Tracy Ryan on her new collection The Water Bearer


Acclaimed poet Tracy Ryan’s ninth poetry collection, The Water Bearer, is an intimate exploration of water and its many forms, from filling a second-hand cooler in an old country house to swimming lessons and ocean riptides. In this stunning volume, Ryan explores water as the life-giving and life-taking force that defines our existence.

Was there ever a moment you realised you wanted to be a poet, or do you feel that it was always a part of your identity?

I always loved poems (beginning with nursery rhymes!) – and wrote little rhymes when I was quite young. But when I first thought seriously of poetry was in my teens. Teachers are such vital influences on writers. Back in 1980, when I was 16, our literature teacher at school took us to a ‘moved reading’ of the poems on the upper school syllabus. Professional actors with minimal props and setting brought the poems of Judith Wright, Robert Browning and others to life. I just sat there realising poetry was something more powerful than I had understood from reading it on the page – and that this was what I wanted to do with my life.

The pieces in The Water Bearer seem very cohesive; did you write any of these with the collection in mind or did they all just come together?

At the core of the book was the idea of writing about what it’s like being on ‘self-supply’ – where you don’t have mains water, but live off your own source, whether that’s rainwater tanks, or bores, or both. It’s often romanticised but it’s actually very conflicted. The poems on that topic were at the heart of the book. Then as I continued to write, it always seemed to relate to the theme of water – even when the topic was something completely different. So perhaps the theme was at the back of my mind – but the rest arose from daily experience.
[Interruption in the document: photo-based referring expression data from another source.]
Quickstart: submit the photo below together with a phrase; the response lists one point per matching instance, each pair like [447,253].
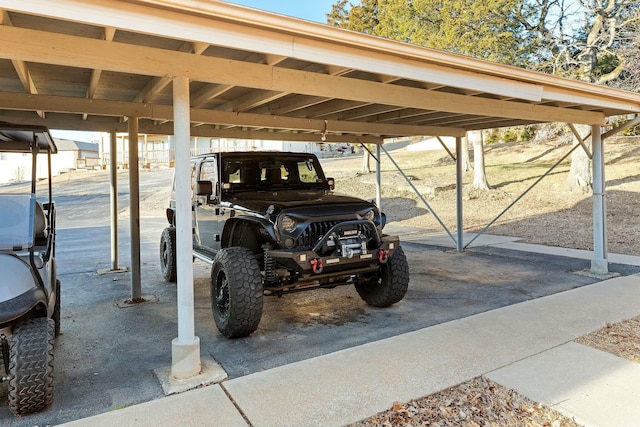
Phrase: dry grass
[549,214]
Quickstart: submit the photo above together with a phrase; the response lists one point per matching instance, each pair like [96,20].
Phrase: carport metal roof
[87,65]
[207,68]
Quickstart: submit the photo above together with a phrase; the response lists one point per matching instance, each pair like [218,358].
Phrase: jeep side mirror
[332,183]
[204,188]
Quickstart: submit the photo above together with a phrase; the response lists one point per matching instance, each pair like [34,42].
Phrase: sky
[311,10]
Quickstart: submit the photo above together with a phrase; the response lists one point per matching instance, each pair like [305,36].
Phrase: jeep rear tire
[168,263]
[236,292]
[391,284]
[31,366]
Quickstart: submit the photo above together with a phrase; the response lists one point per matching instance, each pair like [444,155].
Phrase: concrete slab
[593,387]
[441,238]
[208,406]
[571,253]
[350,385]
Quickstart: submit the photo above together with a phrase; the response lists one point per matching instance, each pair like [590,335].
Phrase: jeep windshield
[272,171]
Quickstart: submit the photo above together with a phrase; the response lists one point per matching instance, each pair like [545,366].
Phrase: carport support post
[378,180]
[185,350]
[599,263]
[113,176]
[134,210]
[459,219]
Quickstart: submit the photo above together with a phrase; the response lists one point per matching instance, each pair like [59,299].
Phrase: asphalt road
[108,350]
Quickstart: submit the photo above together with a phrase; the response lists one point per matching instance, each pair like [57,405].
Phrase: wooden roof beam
[21,66]
[61,49]
[64,104]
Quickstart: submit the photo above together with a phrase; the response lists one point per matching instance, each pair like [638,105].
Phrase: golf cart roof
[20,138]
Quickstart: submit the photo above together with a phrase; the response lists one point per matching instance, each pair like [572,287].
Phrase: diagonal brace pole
[522,195]
[418,194]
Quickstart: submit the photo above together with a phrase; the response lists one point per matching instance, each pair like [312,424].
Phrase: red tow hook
[317,265]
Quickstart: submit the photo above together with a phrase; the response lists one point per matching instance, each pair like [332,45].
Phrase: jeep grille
[316,230]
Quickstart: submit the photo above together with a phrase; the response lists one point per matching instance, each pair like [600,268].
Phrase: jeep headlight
[370,215]
[287,223]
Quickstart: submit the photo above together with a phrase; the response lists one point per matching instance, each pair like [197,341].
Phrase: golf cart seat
[40,225]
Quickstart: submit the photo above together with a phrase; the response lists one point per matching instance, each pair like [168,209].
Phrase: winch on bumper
[344,250]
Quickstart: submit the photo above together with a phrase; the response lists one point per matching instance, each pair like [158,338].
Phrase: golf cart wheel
[31,366]
[56,310]
[236,292]
[168,254]
[391,284]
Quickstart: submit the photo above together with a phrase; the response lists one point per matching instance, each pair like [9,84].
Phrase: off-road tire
[168,262]
[31,366]
[56,309]
[236,292]
[391,284]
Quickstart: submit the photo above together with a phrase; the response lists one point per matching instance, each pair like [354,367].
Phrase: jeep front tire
[391,284]
[236,292]
[31,366]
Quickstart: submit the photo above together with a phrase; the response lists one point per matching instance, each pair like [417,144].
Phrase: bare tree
[479,174]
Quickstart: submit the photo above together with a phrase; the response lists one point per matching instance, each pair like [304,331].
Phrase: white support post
[459,219]
[599,263]
[378,179]
[185,349]
[113,196]
[134,211]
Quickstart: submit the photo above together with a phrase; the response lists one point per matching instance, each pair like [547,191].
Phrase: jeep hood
[310,203]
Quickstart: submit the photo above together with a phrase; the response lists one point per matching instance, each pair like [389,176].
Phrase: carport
[211,69]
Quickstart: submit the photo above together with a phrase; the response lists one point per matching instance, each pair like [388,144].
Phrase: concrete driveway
[108,350]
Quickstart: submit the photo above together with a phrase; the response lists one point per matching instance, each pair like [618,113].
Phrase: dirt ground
[549,214]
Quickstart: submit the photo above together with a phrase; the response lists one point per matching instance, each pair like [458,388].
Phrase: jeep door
[207,207]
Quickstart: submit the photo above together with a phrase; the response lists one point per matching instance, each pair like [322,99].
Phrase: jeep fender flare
[171,216]
[261,229]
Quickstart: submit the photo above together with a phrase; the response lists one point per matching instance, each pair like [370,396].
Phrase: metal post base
[185,359]
[599,266]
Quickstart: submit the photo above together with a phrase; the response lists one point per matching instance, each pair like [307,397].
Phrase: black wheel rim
[222,295]
[165,253]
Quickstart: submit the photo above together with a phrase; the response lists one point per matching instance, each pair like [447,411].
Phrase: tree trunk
[366,161]
[580,172]
[479,173]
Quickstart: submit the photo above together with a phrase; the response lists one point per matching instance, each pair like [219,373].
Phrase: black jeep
[269,224]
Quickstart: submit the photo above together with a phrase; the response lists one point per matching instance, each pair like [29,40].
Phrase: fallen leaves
[621,339]
[476,403]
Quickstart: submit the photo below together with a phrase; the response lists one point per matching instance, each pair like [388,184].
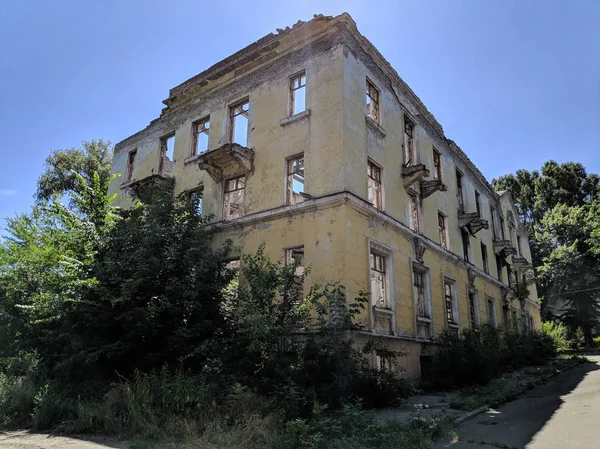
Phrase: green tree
[65,169]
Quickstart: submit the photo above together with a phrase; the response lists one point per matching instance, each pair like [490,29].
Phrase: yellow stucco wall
[337,227]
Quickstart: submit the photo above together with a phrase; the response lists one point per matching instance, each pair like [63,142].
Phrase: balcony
[472,222]
[430,186]
[227,161]
[413,173]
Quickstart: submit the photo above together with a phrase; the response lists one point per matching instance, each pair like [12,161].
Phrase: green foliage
[558,332]
[480,354]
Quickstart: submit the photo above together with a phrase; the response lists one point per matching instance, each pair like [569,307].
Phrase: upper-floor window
[379,281]
[295,179]
[413,211]
[437,165]
[233,204]
[466,244]
[374,185]
[298,93]
[194,198]
[372,100]
[200,140]
[130,164]
[238,123]
[409,144]
[442,230]
[167,149]
[484,259]
[459,192]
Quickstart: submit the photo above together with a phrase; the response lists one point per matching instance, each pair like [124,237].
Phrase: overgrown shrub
[477,355]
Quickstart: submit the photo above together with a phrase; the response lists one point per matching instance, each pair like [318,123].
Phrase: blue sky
[513,82]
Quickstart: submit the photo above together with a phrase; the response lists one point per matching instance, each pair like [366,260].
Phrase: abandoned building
[308,140]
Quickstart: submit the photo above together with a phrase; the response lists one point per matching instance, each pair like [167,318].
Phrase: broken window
[409,150]
[466,243]
[413,210]
[234,198]
[238,123]
[449,302]
[372,100]
[374,185]
[473,315]
[492,311]
[295,180]
[419,286]
[484,260]
[494,218]
[379,292]
[130,165]
[499,267]
[459,194]
[200,141]
[298,93]
[442,230]
[195,200]
[167,148]
[437,165]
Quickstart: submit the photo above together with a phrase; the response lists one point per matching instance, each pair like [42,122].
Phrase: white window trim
[418,267]
[388,253]
[455,307]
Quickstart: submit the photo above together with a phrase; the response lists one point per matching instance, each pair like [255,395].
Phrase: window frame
[196,132]
[300,75]
[226,216]
[371,166]
[231,119]
[130,165]
[289,178]
[371,87]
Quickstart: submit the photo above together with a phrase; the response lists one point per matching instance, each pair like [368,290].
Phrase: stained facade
[309,141]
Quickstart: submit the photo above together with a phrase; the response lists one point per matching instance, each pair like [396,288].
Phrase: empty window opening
[200,143]
[466,243]
[499,267]
[474,319]
[372,100]
[449,302]
[295,180]
[374,184]
[442,230]
[409,146]
[459,193]
[419,285]
[492,311]
[298,94]
[494,227]
[167,149]
[238,123]
[130,165]
[413,211]
[195,200]
[484,259]
[379,292]
[234,198]
[437,165]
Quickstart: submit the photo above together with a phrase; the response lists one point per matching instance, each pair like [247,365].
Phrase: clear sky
[513,82]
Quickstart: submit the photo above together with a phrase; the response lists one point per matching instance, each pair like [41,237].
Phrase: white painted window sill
[295,118]
[376,127]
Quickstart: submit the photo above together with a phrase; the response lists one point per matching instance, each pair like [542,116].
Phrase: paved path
[563,414]
[24,440]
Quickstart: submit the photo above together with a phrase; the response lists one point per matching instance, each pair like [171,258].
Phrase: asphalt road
[563,414]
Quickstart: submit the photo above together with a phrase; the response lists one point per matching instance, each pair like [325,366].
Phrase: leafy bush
[559,334]
[480,354]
As a well-practised writer, do you consider writing poetry to be a comfort or a challenge, or does it depend on the subject?

Sometimes it’s a comfort, like when it helps you process something you couldn’t deal with in a better way. More often a challenge, because every poem falls short of what you imagined or conceived. To quote a poem by Judith Wright, ‘the ungathered alone stays beautiful/ and the best poem is the poem I never wrote’.

Is there any piece of advice you can offer aspiring young poets?

If you read or listen to lots of poetry without borders, and without limitation on the era it came from, and keep writing and sharing it by whatever means, you will become known. Good poetry is too treasured by those who love it for them to ignore or miss out on any new form it takes. What I mean is that all serious editors and book-buyers want to find great new stuff.

For writers the process of submitting work to journals, competitions and publishers can be daunting. How do you approach submitting work without being deterred by the possibility of rejection?

If you are deterred by the possibility of rejection, you should probably be doing something else. It’s a normal part of the process. You need to have self-belief and some stubbornness. As I said before, editors want to find great new poetry – that part is on your side. But of course you are dealing with the whole range of individual preferences that may not be on your side.

How do you write? Do you set goals and writing tasks for each day? Or do you rely on inspiration?

It varies depending on circumstances: a bit of both. At certain periods of my life I’ve had that sort of discipline, but then at other times I’ve had to wait for ideas and get them down when I could. At a minimum, I keep a journal as often as I can, and I think that is crucial for anyone who also wants the inspiration. It means your writing hand is always busy with something … you are still half-inhabiting the written world.